LAST EDITED ON 12-26-12 AT 12:07 PM (EST)
OK, so, I’m on the train between terminals at the airport in Atlanta, Hartsfield International Airport, on Christmas Day. In the South, air travel very often is on a path thru Atlanta. This train, for those who haven’t had the pleasure, is pretty much equal to your basic subway, the train arrives, the doors woosh open, and entering people climb over exiting people, all in a panic that they will either miss getting on the train, or fail to get off and have to figure a reroute. A minor panic each time the train doors open.
I fought my way to a small shoulder-to-shoulder nose-to-tail peaceful spot in the crowd, and as I grabbed for a hand hold to brace for take-off, I looked down and there’s this little waif, cute as anything, with red hair and green eyes, as Scottish or Irish a lass as is possible. Waist high, so I guess about 6-7? 8? Doing the restless in-place dance that kids do, with her little pink roller suitcase being the focal point of her pirouettes. And her Mom, adjacent to us both, and also very cute but in a more womanly way, with a friendly smile and dancing willing-to-make-contact eyes. No husband or other male companion, just the two.
The Mom asks the girl to please grab a rail to keep from falling down when the train starts, “because this is like the subway at home.” Inwardly I make a guess – New Yorkers? Friendly smile/eyes notwithstanding?
A lady's voice (taped) announces that the train is about to start, and it does. With a jerk that actually causes a lady behind us to partially fall. Ever the hero, I allow her to grab me and arrest her fall, preventing (for her) a full meeting of face and floor. (OK, I just happened to be in the way, but heroically so).
We recover. And the train is moving. The little girl looks up at her mom with a puzzled expression, and asks “Mommy, what are Baloneys?” (Um, I thought, definitely not Southerners).
This catches the mom (and me) off guard, but she answers, “Baloney? Well, honey, baloney is a kind of processed meat.”
A moment passes, and (fortunately for me because I was also bewildered but felt that I, as a stranger, couldn’t ask), the mom very sweetly asks her “Why did you ask that? Did you hear someone mention baloney?”
The little girl then says “The lady, when the train started, she asked us to ‘Hold on to our Baloneys?’”
At that moment I began to feel a little apprehensive as to where this might lead, I mean, this little girl was actually within inches of, well, what some might regard as my baloney, and not too far from multiple “Baloneys” in the crowd.

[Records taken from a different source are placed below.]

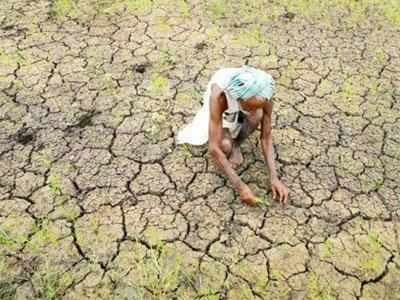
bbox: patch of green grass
[179,144,192,158]
[0,228,14,247]
[49,0,76,18]
[130,242,183,298]
[233,1,270,24]
[178,0,190,17]
[0,222,29,253]
[306,272,335,300]
[322,239,334,258]
[0,49,25,66]
[367,232,383,250]
[280,0,400,26]
[232,25,267,49]
[26,220,59,254]
[48,174,62,195]
[102,73,118,96]
[0,280,17,300]
[32,264,74,300]
[341,76,355,99]
[373,48,387,66]
[149,73,169,95]
[358,232,386,277]
[360,256,382,275]
[93,0,116,14]
[235,260,270,297]
[158,47,177,69]
[208,0,227,20]
[125,0,153,14]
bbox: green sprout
[48,174,62,195]
[208,0,227,20]
[253,196,269,208]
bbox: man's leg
[229,108,263,169]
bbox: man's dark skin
[208,83,289,206]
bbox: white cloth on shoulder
[176,67,249,145]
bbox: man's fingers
[282,189,288,204]
[279,188,284,203]
[272,186,277,200]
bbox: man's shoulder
[209,86,228,116]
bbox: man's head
[225,66,275,103]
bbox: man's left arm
[260,101,289,204]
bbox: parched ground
[1,0,400,299]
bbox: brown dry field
[0,0,400,299]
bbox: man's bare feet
[229,144,243,169]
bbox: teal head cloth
[225,66,275,101]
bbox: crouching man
[177,66,289,205]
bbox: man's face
[239,96,266,111]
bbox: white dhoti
[176,68,246,145]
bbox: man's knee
[247,109,263,127]
[221,138,232,155]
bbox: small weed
[156,47,177,71]
[374,177,385,191]
[341,76,355,99]
[367,232,383,250]
[131,242,182,298]
[374,48,387,65]
[0,220,28,252]
[0,280,17,300]
[208,0,227,20]
[183,144,192,158]
[178,0,190,17]
[32,263,73,300]
[149,73,169,95]
[253,196,268,208]
[26,220,58,254]
[306,272,335,300]
[0,228,14,246]
[102,73,117,96]
[360,256,381,275]
[322,239,334,258]
[60,205,80,222]
[48,174,62,195]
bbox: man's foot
[229,144,243,169]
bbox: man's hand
[271,178,289,204]
[239,184,257,206]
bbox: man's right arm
[208,84,255,204]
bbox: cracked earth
[1,0,400,299]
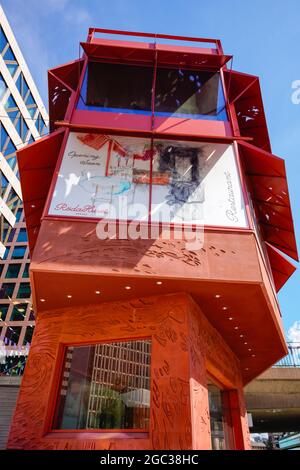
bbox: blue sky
[2,0,300,340]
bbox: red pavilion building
[7,29,297,450]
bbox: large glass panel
[85,62,152,113]
[150,140,246,227]
[53,339,151,431]
[49,134,246,228]
[49,133,151,222]
[208,382,226,450]
[83,62,227,121]
[155,68,227,120]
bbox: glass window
[3,138,16,156]
[22,263,30,278]
[1,173,9,197]
[53,339,151,431]
[155,68,227,120]
[29,308,35,321]
[7,63,18,77]
[0,304,9,321]
[23,325,34,345]
[3,46,16,62]
[5,263,21,278]
[4,326,21,345]
[49,133,246,228]
[17,228,27,242]
[0,282,15,299]
[83,62,227,121]
[49,133,151,222]
[0,355,26,376]
[5,93,17,111]
[7,228,16,243]
[208,382,227,450]
[11,245,26,259]
[15,208,23,222]
[10,302,27,321]
[0,27,8,53]
[0,73,7,99]
[86,62,152,112]
[16,282,31,298]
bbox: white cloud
[65,7,92,26]
[287,321,300,344]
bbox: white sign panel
[48,132,247,228]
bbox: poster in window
[48,132,247,228]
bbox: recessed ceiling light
[234,326,239,330]
[125,286,131,290]
[252,354,256,357]
[67,295,72,298]
[156,281,162,285]
[215,294,221,298]
[40,299,45,302]
[95,290,101,294]
[228,317,234,320]
[222,306,228,310]
[245,367,249,371]
[248,348,252,351]
[240,334,244,338]
[244,342,248,345]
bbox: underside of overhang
[238,141,298,265]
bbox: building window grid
[0,26,46,372]
[0,222,33,351]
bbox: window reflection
[155,68,226,119]
[82,62,227,121]
[208,382,226,450]
[86,62,152,112]
[54,340,151,431]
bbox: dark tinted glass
[5,263,21,278]
[0,282,15,299]
[155,68,225,118]
[17,282,31,298]
[11,303,27,321]
[86,62,152,112]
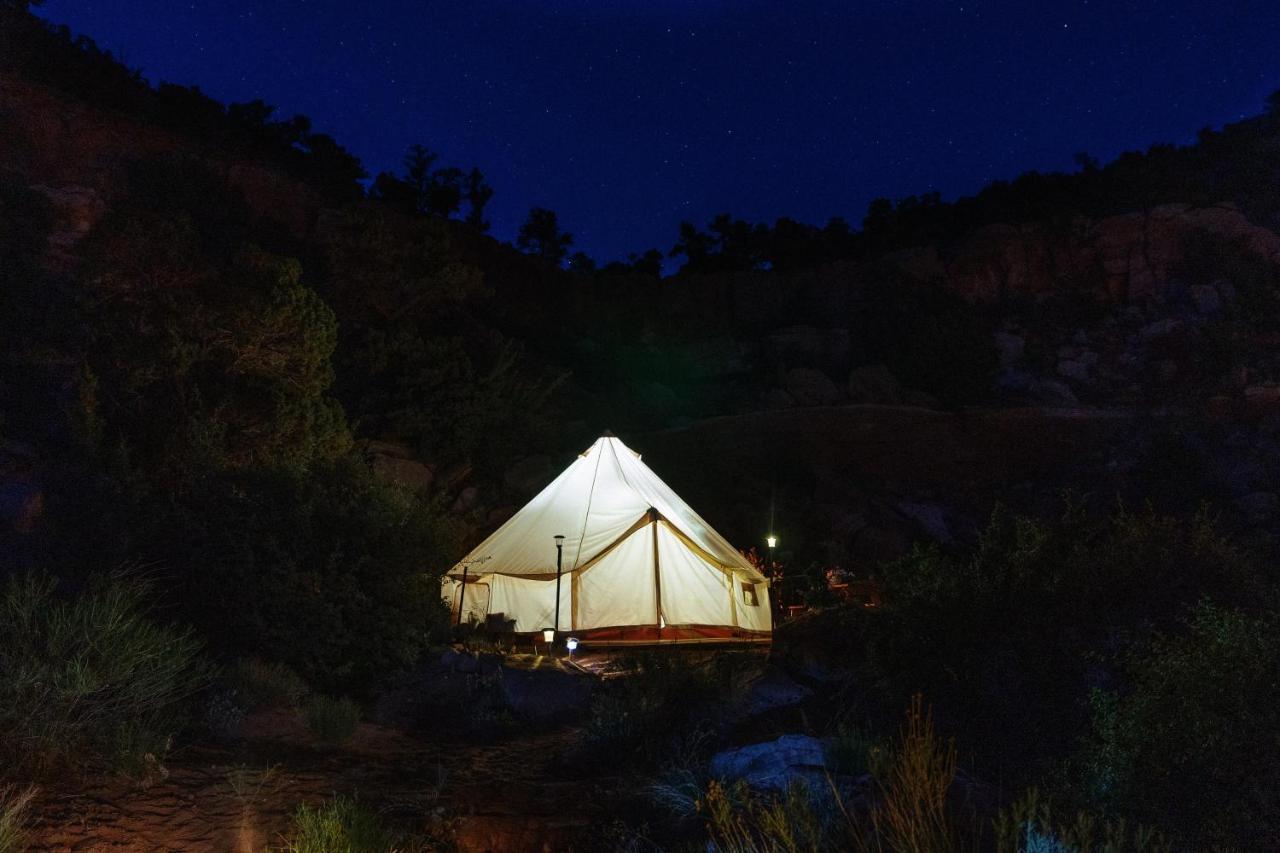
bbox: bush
[582,652,753,768]
[229,658,309,710]
[0,572,209,775]
[0,786,36,853]
[305,695,359,746]
[158,457,457,695]
[1073,602,1280,848]
[277,796,399,853]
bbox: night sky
[38,1,1280,265]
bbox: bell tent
[445,434,771,644]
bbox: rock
[766,326,852,374]
[847,364,902,404]
[451,485,480,513]
[765,387,796,409]
[0,481,43,532]
[1140,318,1184,341]
[900,389,939,409]
[366,440,434,491]
[504,455,554,495]
[1237,491,1278,524]
[785,368,843,406]
[994,332,1025,368]
[1190,284,1222,316]
[499,666,594,723]
[709,734,832,793]
[741,668,813,716]
[1056,359,1091,383]
[997,369,1078,405]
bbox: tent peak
[600,428,615,437]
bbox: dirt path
[26,709,613,853]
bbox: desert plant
[0,785,36,853]
[305,695,360,746]
[993,789,1171,853]
[277,796,400,853]
[866,695,959,852]
[0,571,209,775]
[229,658,309,710]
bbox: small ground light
[766,534,777,549]
[566,637,579,657]
[542,628,555,645]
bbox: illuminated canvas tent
[444,434,771,644]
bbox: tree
[516,207,573,266]
[464,167,493,232]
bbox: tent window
[741,581,760,607]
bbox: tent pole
[456,565,469,626]
[650,507,662,641]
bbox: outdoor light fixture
[566,637,579,657]
[766,534,777,549]
[542,628,555,644]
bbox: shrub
[0,786,36,853]
[229,658,309,710]
[277,796,399,853]
[993,789,1170,853]
[1073,602,1280,848]
[167,458,458,695]
[305,696,360,746]
[582,652,753,768]
[0,571,209,775]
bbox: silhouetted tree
[517,207,573,266]
[464,167,493,232]
[567,251,596,273]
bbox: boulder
[741,668,813,716]
[504,455,554,495]
[847,365,902,404]
[1056,359,1091,383]
[0,481,43,532]
[709,734,832,793]
[766,326,852,374]
[1190,284,1222,316]
[366,440,434,491]
[994,332,1025,368]
[1140,318,1184,341]
[785,368,843,407]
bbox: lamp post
[552,534,566,650]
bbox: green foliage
[319,206,560,471]
[0,572,209,776]
[0,786,36,853]
[228,658,309,711]
[868,499,1268,782]
[583,653,753,769]
[304,695,360,746]
[1074,603,1280,848]
[994,789,1170,853]
[278,796,399,853]
[166,457,457,694]
[78,158,351,478]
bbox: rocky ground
[25,656,619,853]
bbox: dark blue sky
[39,1,1280,264]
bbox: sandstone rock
[741,668,813,716]
[847,364,902,404]
[451,486,480,513]
[994,332,1025,368]
[1190,284,1222,316]
[998,369,1078,405]
[785,368,843,406]
[1057,359,1091,383]
[1237,491,1278,524]
[765,387,796,409]
[0,481,43,532]
[1140,318,1184,340]
[766,326,852,374]
[504,455,554,495]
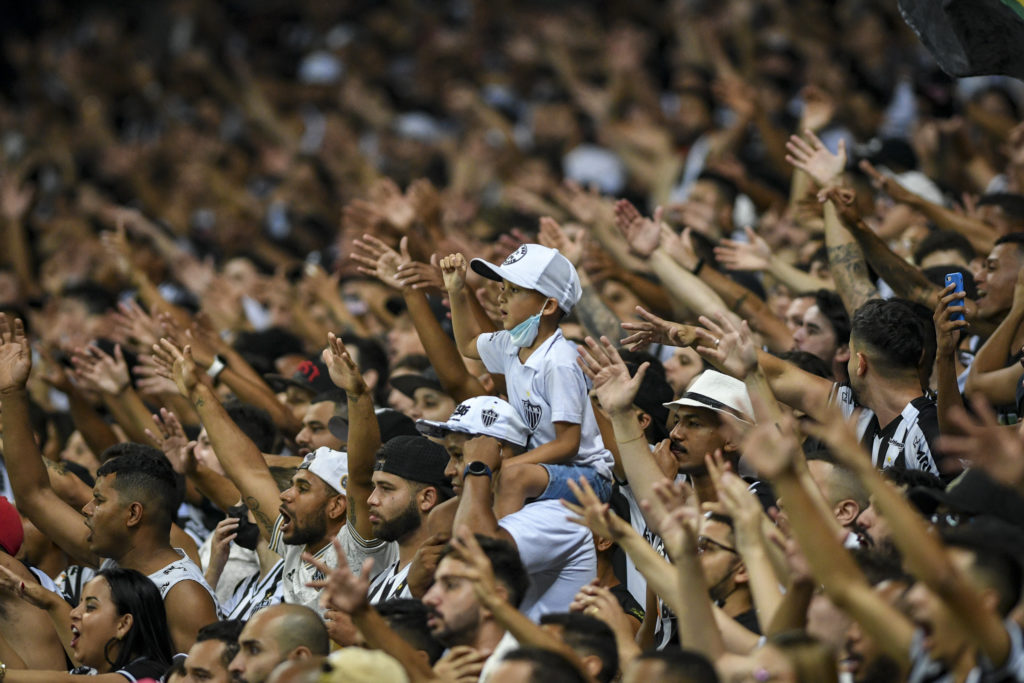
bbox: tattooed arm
[824,200,878,316]
[575,271,626,346]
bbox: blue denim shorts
[535,464,613,505]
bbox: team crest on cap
[522,400,542,431]
[503,245,528,265]
[481,408,498,427]
[452,403,471,418]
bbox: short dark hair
[850,299,927,373]
[440,535,530,608]
[881,465,944,491]
[499,647,588,683]
[994,231,1024,256]
[196,619,245,667]
[913,229,975,266]
[979,194,1024,224]
[96,446,181,528]
[224,402,280,453]
[540,613,618,683]
[632,648,720,682]
[815,289,851,347]
[377,599,445,665]
[695,171,739,207]
[941,519,1024,616]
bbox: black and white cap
[416,395,531,447]
[470,244,582,313]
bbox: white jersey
[269,516,397,617]
[498,499,596,620]
[477,329,613,479]
[101,549,219,615]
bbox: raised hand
[785,130,846,189]
[800,402,869,472]
[938,395,1024,488]
[570,580,638,636]
[798,85,837,133]
[563,476,630,541]
[620,306,698,352]
[933,283,968,359]
[538,216,584,267]
[0,563,58,611]
[110,300,164,353]
[858,160,916,205]
[369,178,416,231]
[660,224,699,271]
[205,516,240,586]
[321,332,368,396]
[714,226,772,272]
[395,248,445,292]
[551,180,612,227]
[70,344,130,395]
[146,408,190,473]
[0,315,32,392]
[692,311,758,379]
[614,199,661,257]
[643,482,700,559]
[0,175,34,221]
[448,526,501,604]
[351,234,407,289]
[715,466,769,552]
[305,537,374,615]
[576,335,647,415]
[151,339,200,398]
[740,414,802,480]
[133,354,182,397]
[439,253,469,294]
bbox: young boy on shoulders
[439,243,614,517]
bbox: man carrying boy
[440,244,615,516]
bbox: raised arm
[440,253,482,360]
[322,333,379,541]
[0,316,100,567]
[805,406,1014,667]
[965,270,1024,404]
[152,340,281,540]
[742,418,916,667]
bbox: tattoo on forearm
[576,286,623,344]
[827,243,879,313]
[194,397,205,408]
[245,496,275,536]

Little kids can be so unpredictable with their questions, and I could tell there was a bit of apprehension with her mom too, but she took a breath and asked where she had heard that.
The little girl said “In the announcement. The lady said ‘Grab a hand hold and hold on to your baloneys’”.
She had been referring to the taped announcement when the train started to “Grab a hand hold and hold on to your belongings”.
We laughed. Relieved.
My stop had come and it was my turn to elbow thru the crowd, but before I set off I complimented the mother on her very entertaining child. She of course, agreed, explaining with a laugh that they rode the subway in NY Manhattan, but that they didn’t hear the same announcement there when the train started.
An adorable vignette (maybe you had to be there, but take my word for it) which lightened up an otherwise very dreary Christmas travel day for me.